Юноша в отчаянии покрутил головой; при этом во взгляде его отразилась короткая внутренняя борьба. Он хотел высказать некие слова, которые положили бы всему конец, — и будь, что будет! Но он не привык возражать брату, не привык спорить с ним; слова застряли у него в горле, и он постарался уговорить себя, что, мол, пока не стоит, не к чему сейчас волновать Петршичка, время еще есть…
Петршичек, видя замешательство брата и его горестное состояние, испугался на самом деле и начал настойчиво домогаться, дабы тот сказал, что с ним происходит.

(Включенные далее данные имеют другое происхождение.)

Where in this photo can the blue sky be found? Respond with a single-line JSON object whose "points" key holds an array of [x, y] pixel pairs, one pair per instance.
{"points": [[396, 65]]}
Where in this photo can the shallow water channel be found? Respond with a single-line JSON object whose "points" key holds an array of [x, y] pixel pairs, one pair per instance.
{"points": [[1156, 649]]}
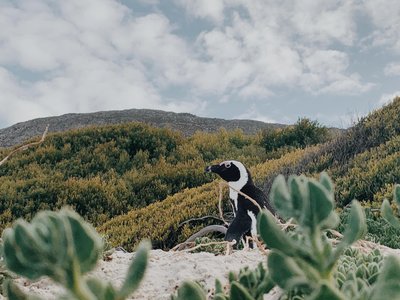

— Не пытайся увильнуть, — заявил он, — я ведь отлично вижу: что-то тебя гнетет, мучит. Я тебя не первый день знаю, немного побольше. Не бойся, я не стану ругать тебя и не обращу твое признание тебе во зло, даже если ты выкинул что-либо вовсе несообразное. Я и мысли не допускаю, что ты можешь совершить недостойный поступок, легкомысленный шаг. Подозреваю, что ты боишься экзаменов, не правда ли? Патер Йозеф сказал мне, что экзамены в этом году весьма трудные, а учителя будут придирчивы. Не пугайся заранее, страхи твои напрасны. Я твердо говорю тебе — ничего не бойся, ты перейдешь, должен перейти, я все устрою; даже если бы ты ничегошеньки не знал — грош мне цена, когда бы я не умел помочь своему собственному брату.